Java’s CompletableFuture fundamentally changed how I approach asynchronous programming. By representing asynchronous tasks as composable building blocks, it allows creating complex workflows without callback hell. Here are practical techniques I regularly use in production systems, with concrete examples from real projects.
Basic Execution
Starting simple: supplyAsync
offloads work to ForkJoinPool. I use this for independent tasks like fetching configuration. Block with join()
only when absolutely necessary—it defeats non-blocking benefits.
CompletableFuture<Config> configFuture = CompletableFuture.supplyAsync(() -> {
return loadConfigFromRemote(); // Simulate 200ms I/O
});
// Do other work here
Config config = configFuture.join(); // Last resort blocking
Chaining Transformations
Chaining via thenApply
avoids thread hopping. This pipeline converts CSV to objects then filters them, all in the same worker thread:
CompletableFuture<List<Product>> products = CompletableFuture
.supplyAsync(() -> readCsv("products.csv"))
.thenApply(csv -> parseProducts(csv))
.thenApply(list -> filterInStock(list));
Combining Results
When merging API calls, thenCombine
shines. Below, user data and orders fetch concurrently. When both complete, we build a unified response:
CompletableFuture<User> userFuture = fetchUserAsync(userId);
CompletableFuture<Order> orderFuture = fetchOrderAsync(orderId);
userFuture.thenCombine(orderFuture, (user, order) -> {
return new UserOrderComposite(user, order); // Combine when both ready
});
Error Recovery
Use exceptionally
for fallbacks. In this payment service, failed transactions default to manual review:
CompletableFuture<Receipt> payment = processPaymentAsync(tx)
.exceptionally(ex -> {
log.warn("Payment failed, queuing review: {}", ex.getMessage());
return reviewService.queueManualReview(tx);
});
Timeout Handling
Forget stuck threads with orTimeout
(Java 9+). This inventory check fails fast after 500ms:
CompletableFuture<Boolean> stockCheck = checkInventoryAsync(itemId)
.orTimeout(500, TimeUnit.MILLISECONDS)
.exceptionally(ex -> {
if (ex.getCause() instanceof TimeoutException) {
return false; // Assume out-of-stock on timeout
}
throw new CompletionException(ex);
});
Parallel Aggregation
Process 100 images concurrently with allOf
. Collect results via join()
after completion:
List<CompletableFuture<Thumbnail>> thumbnails = imageIds.stream()
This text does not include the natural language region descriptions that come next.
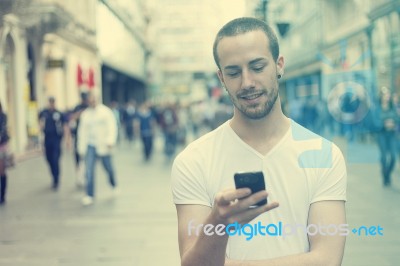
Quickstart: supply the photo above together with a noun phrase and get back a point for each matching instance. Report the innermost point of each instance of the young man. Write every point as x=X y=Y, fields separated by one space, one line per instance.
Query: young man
x=305 y=175
x=97 y=135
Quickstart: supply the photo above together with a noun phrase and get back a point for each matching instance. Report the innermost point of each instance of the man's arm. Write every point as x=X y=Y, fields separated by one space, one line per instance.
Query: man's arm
x=324 y=249
x=197 y=248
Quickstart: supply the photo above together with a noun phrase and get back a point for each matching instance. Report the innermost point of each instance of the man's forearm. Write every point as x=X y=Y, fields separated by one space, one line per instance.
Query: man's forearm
x=207 y=250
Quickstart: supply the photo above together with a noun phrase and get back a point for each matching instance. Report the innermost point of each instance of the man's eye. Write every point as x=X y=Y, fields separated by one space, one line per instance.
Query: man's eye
x=258 y=69
x=233 y=74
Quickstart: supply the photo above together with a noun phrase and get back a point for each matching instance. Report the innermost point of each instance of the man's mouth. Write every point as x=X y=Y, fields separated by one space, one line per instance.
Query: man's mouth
x=251 y=96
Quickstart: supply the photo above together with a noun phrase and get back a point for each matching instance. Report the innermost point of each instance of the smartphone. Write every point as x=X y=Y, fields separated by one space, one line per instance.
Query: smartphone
x=252 y=180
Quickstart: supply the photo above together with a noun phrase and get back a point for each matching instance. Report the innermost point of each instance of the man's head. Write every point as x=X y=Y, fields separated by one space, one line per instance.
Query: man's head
x=247 y=54
x=244 y=25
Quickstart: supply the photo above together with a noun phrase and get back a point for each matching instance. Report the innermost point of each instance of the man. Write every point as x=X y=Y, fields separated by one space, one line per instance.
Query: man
x=305 y=175
x=74 y=124
x=97 y=134
x=54 y=126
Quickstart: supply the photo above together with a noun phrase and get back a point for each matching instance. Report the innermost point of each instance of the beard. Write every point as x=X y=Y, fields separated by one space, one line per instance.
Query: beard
x=258 y=110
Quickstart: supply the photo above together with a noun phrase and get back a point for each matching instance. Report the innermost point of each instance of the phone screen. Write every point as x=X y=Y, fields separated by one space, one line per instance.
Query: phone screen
x=252 y=180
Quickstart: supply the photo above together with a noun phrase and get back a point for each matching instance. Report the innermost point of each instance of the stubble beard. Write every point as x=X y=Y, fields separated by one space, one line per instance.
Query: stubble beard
x=257 y=112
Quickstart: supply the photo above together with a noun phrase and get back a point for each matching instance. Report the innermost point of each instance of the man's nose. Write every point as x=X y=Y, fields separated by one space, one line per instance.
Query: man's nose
x=247 y=79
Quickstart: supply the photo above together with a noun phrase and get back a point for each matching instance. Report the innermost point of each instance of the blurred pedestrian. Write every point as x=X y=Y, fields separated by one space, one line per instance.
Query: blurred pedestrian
x=4 y=138
x=386 y=123
x=117 y=114
x=169 y=124
x=74 y=124
x=146 y=123
x=128 y=118
x=54 y=126
x=97 y=135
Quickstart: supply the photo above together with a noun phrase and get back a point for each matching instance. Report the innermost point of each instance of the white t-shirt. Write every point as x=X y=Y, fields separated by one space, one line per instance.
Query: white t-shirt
x=301 y=169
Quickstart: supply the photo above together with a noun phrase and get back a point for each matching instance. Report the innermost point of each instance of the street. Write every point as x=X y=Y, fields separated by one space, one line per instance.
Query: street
x=42 y=227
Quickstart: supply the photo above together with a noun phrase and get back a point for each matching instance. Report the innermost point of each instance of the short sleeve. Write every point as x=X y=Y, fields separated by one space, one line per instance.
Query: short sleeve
x=187 y=181
x=332 y=181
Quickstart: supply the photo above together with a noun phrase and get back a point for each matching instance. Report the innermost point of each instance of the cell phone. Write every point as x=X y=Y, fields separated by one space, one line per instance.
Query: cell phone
x=254 y=181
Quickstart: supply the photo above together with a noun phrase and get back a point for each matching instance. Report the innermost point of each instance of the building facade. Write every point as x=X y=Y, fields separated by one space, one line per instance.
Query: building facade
x=47 y=48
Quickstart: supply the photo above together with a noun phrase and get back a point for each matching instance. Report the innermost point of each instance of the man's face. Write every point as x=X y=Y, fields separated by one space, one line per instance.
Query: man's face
x=249 y=73
x=92 y=100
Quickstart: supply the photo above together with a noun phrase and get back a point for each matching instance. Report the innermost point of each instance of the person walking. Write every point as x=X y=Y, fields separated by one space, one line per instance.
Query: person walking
x=387 y=123
x=146 y=123
x=54 y=126
x=74 y=125
x=97 y=135
x=4 y=138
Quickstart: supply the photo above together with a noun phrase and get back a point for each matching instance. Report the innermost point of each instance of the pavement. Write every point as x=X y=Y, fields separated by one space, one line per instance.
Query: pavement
x=42 y=227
.map(id -> generateThumbnailAsync(id))
.toList();
CompletableFuture<Void> allDone = CompletableFuture.allOf(
thumbnails.toArray(new CompletableFuture[0])
);
allDone.thenRun(() -> {
List<Thumbnail> results = thumbnails.stream()
.map(CompletableFuture::join) // Safe since all completed
.toList();
createZipArchive(results);
});
Sequential Dependencies
thenCompose
chains dependent async operations. Fetch user, then use their ID to get profile:
CompletableFuture<Profile> profileFuture = getUserAsync(userId)
.thenCompose(user -> getProfileAsync(user.getProfileId()));
Custom Thread Pools
Avoid resource starvation with dedicated pools. For blocking I/O, I use fixed pools:
ExecutorService dbPool = Executors.newFixedThreadPool(10);
CompletableFuture<List<Record>> dbFuture = CompletableFuture.supplyAsync(() -> {
return jdbcTemplate.query("SELECT * FROM logs"); // Blocking call
}, dbPool); // Isolate from CPU-bound tasks
Manual Completion
Take control for legacy integrations. Complete futures from callback-based libraries:
CompletableFuture<Response> bridge = new CompletableFuture<>();
legacyApi.sendRequest(request, new Callback() {
@Override
public void onSuccess(Response r) { bridge.complete(r); }
@Override
public void onFailure(Exception e) { bridge.completeExceptionally(e); }
});
Reactive Cleanup
Use thenAccept/thenRun
for side effects. After saving data, notify audit log and release connection:
saveDataAsync(data)
.thenAccept(savedId -> auditLog.log("Created", savedId))
.thenRun(connectionPool::releaseCurrentConnection)
.exceptionally(ex -> {
connectionPool.releaseFailedConnection();
return null;
});
These patterns transformed how I design concurrent systems. By treating futures as lego blocks, I build pipelines that handle failures, respect timeouts, and maximize throughput. The real power emerges when combining techniques—like using custom pools with chained transformations for CPU-heavy workflows. Start simple, add complexity gradually, and always measure performance under load.